La répression d’aujourd’hui est peut-être beaucoup moins brutale, mais le simple fait de dénoncer la récente vague de répression risque d’entraîner les opposants en prison. En effet, ces derniers mois, les défenseurs des droits de l’homme ont signalé une augmentation importante de harcèlement, des arrestations et de la violence policière à l’encontre des militants. Abdellah Lefnatsa, l’un d’entre eux, a déclaré que « les acquis tels que la liberté d’expression [et] le droit de manifester » sont en train d’être remis en question. Selon Youssef Raissouni, directeur exécutif de l’AMDH et membre du parti de gauche Annahj Addimocrati (La Voie Démocratique), plus de 1000 personnes ont été emprisonnées pour des accusations liées à la politique.

Au-delà des grands noms, il y a des gens comme Nawal Benaissa, une mère de 37 ans, mère de quatre enfants, qui a été arrêtée quatre fois pour son implication dans des manifestations dénonçant la corruption et exigeant des emplois, des hôpitaux et des écoles dans le cadre  du mouvement rifain | Hirak, qui a débuté dans la région du Rif, dans le nord du pays, après qu’un poissonnier ait été écrasé dans un camion poubelle en octobre 2016 alors qu’il tentait de récupérer sa marchandise de poissons que les autorités locales lui avaient pris.

Les charges officielles retenues contre elle, participation à une manifestation non autorisée, outrage aux agents de la force publique et incitation d’autres personnes à commettre des infractions pénales.

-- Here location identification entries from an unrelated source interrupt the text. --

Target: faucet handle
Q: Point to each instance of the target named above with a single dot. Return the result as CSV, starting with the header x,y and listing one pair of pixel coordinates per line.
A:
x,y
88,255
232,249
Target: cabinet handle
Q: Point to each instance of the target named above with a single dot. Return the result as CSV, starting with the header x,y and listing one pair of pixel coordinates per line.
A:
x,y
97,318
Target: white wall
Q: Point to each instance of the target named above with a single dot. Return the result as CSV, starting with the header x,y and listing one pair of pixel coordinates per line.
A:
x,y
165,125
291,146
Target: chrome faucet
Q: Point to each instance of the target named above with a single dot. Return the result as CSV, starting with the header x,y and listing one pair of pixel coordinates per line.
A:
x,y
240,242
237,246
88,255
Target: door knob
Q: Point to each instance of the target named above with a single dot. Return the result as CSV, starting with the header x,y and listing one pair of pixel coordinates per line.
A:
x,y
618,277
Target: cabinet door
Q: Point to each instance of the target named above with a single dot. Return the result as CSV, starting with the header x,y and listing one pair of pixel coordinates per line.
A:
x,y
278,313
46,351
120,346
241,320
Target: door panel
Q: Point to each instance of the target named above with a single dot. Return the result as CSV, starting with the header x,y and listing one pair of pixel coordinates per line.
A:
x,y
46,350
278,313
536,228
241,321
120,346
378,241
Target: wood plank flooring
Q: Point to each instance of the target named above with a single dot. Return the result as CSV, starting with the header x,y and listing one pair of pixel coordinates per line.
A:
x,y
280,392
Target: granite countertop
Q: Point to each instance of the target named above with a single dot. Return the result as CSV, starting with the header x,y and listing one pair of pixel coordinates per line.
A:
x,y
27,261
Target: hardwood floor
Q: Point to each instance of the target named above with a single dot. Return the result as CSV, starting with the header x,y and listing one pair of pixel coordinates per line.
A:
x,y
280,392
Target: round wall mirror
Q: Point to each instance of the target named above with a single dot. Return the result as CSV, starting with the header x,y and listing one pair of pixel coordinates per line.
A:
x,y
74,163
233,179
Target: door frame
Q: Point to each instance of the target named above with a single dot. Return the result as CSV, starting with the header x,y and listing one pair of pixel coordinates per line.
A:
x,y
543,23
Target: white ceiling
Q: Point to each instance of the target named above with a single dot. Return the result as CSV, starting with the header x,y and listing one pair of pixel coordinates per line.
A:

En février dernier, elle a été condamnée à une peine de 10 mois avec sursis et à une amende de 500 DH (environ 50 dollars).

Mortada Iamrachen, un autre militant du Hirak, a été arrêté en novembre 2017 et condamné à 5 ans de prison pour avoir publié deux publications sur Facebook. Le premier, en décembre 2016, était un reportage sur l’assassinat de l’ambassadeur de Russie en Turquie. La deuxième publication, en juin 2017, incluait le récit d’une conversation au cours de laquelle un prétendu journaliste lui aurait demandé s’il avait tenté de faire entrer des armes au Maroc sous les ordres d’Al-Qaïda et qu’il avait répondu sarcastiquement à ce qu’il l’avait fait. Il était accusé de promotion du terrorisme.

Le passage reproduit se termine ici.